In terms of specifics, the following offers some early suggestions. First, avoid taking a deficit model of teachers around both digital technology and learning and teaching. Adopt alternative ontological perspectives as the basis for planning. Focus on creating an environment and digital technology platforms that encourage the co-development of contextually specific, embedded and protean learning analytics interventions. Preferably linked with activities focused on helping provide teaching staff with the opportunity to “experience powerful personal experiences” (Cavallo, 2004, p. 102) around how teaching as design combined with learning analytics can respond to their problems and desires.

In addition, the approach should focus on enabling and encouraging teacher DIY learning analytics. DIY learning analytics involves teachers customising in different ways learning analytics to fit their context. Not only is this a way to increase the pedagogical value of learning analytics but may be the only way to achieve learning analytics at scale, as Gunn et al (2005) write

…only when the…end users of technology add their requirements, experience and professional practice that mainstream integration is achieved (p. 190)

More reading

Some suggestions for more reading include

  • How to organise a child’s birthday party is a YouTube video sharing a learning story examining how different perspectives influence how to organise.
  • Cavallo (2004) makes the case for the limitations of the traditional approach in the context of schooling.
  • Gunn et al (2005) make the case that supporting teachers in repurposing learning objects is essential to ensuring adoption and sustainability of learning objects.
  • Jones and Clark (2014) outline the two different mindsets and illustrate the difference in the context of learning analytics.
  • Jones et al (2017) report on example of teacher DIY learning analytics (originally described in Jones and Clark, 2014) and draw some implications for the institutional implementation of learning analytics.
  • Learning analytics, complex adaptive systems and meso-level practitioners: A way forward offers early plans for using an alternative ontology to address the question of learning analytics within higher education.

Slides

View below or download the Powerpoint slides.

References

Cavallo, D. (2004). Models of growth – Towards fundamental change in learning environments. BT Technology Journal, 22(4), 96–112.
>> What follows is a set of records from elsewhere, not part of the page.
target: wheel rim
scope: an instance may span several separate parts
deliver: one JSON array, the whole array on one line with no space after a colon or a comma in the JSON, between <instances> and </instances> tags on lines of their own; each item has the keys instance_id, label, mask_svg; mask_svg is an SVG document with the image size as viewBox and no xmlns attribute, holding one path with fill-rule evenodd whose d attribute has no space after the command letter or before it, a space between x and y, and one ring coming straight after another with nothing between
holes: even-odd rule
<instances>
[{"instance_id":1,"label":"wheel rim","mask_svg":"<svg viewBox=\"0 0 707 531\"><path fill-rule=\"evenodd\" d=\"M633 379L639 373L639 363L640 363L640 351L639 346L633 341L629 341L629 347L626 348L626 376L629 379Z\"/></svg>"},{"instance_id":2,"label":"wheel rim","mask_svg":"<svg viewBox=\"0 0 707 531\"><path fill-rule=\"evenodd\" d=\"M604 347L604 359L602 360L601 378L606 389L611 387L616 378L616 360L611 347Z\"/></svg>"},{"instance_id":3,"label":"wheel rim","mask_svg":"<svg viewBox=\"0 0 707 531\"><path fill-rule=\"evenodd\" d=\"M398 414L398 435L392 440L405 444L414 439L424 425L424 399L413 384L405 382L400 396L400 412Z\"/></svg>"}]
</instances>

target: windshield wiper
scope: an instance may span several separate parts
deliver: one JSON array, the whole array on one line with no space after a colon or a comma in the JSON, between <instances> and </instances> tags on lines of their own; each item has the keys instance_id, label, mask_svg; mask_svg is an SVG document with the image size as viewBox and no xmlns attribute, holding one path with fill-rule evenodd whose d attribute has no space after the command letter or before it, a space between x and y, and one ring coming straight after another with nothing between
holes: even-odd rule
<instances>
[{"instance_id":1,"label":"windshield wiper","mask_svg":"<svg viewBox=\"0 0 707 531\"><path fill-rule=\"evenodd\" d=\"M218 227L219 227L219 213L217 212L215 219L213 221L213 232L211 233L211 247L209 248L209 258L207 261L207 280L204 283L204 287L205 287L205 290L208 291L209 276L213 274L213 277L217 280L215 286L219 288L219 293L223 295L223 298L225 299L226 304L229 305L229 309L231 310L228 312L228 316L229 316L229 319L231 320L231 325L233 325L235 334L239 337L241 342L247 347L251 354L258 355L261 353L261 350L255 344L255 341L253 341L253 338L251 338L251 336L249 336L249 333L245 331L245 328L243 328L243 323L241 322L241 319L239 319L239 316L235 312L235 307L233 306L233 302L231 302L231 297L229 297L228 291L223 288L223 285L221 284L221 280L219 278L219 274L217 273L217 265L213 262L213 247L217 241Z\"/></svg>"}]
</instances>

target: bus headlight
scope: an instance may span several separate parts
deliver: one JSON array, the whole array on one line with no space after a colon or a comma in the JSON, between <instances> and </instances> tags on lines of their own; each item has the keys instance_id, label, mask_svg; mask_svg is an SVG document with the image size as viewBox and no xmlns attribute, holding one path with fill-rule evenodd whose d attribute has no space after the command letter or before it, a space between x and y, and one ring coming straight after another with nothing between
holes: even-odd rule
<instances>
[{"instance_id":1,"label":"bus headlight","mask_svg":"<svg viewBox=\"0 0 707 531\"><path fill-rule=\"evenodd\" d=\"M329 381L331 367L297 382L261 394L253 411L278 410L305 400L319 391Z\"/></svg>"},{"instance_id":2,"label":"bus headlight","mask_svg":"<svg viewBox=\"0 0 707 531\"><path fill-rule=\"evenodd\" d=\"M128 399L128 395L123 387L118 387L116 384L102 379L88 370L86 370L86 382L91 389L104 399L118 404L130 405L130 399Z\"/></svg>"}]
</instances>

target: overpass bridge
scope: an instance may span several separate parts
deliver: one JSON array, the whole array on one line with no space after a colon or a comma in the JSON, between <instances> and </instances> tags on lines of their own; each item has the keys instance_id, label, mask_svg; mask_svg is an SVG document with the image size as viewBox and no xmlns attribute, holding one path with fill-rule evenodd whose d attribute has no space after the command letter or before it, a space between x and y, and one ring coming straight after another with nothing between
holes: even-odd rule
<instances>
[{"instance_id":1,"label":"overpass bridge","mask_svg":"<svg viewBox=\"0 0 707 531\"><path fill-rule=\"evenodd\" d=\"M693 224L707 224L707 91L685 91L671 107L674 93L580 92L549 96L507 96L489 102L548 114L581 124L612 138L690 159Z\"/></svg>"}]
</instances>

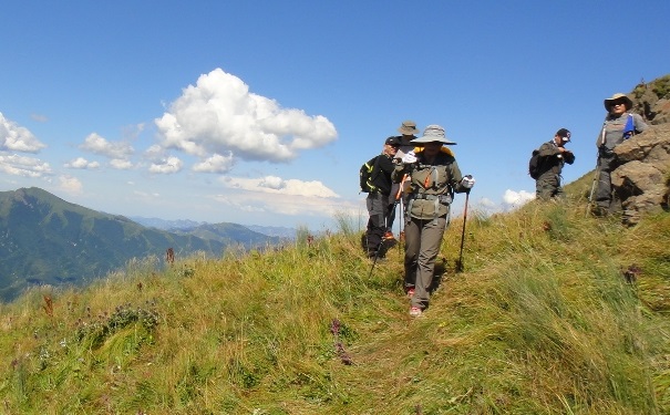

Dede, C. (2008). Theoretical perspectives influencing the use of information technology in teaching and learning. In J. Voogt & G. Knezek (Eds.), International Handbook of Information Technology in Primary and Secondary Education (pp. 43–62). New York: Springer.

Gašević, D., Dawson, S., Rogers, T., & Gasevic, D. (2015). Learning analytics should not promote one size fits all: The effects of instructional conditions in predicating learning success. The Internet and Higher Education, 28, 68–84. https://doi.org/10.1016/j.iheduc.2015.10.002

Gunn, C., Woodgate, S., & O’Grady, W. (2005). Repurposing learning objects: a sustainable alternative? ALT-J, 13(3), 189–200.
Mishra, P., & Koehler, M. (2006). Technological pedagogical content knowledge: A framework for teacher knowledge. Teachers College Record, 108(6), 1017–1054.

Tyack, D., & Cuban, L. (1995). Tinkering towards utopia: A century of public school reform. Cambridge, MA: Harvard University Press.

Wiley, D. (n.d.). The Reusability Paradox. Retrieved from http://cnx.org/content/m11898/latest/

Yoo, Y., Boland, R. J., Lyytinen, K., & Majchrzak, A. (2012). Organizing for Innovation in the Digitized World. Organization Science, 23(5), 1398–1408.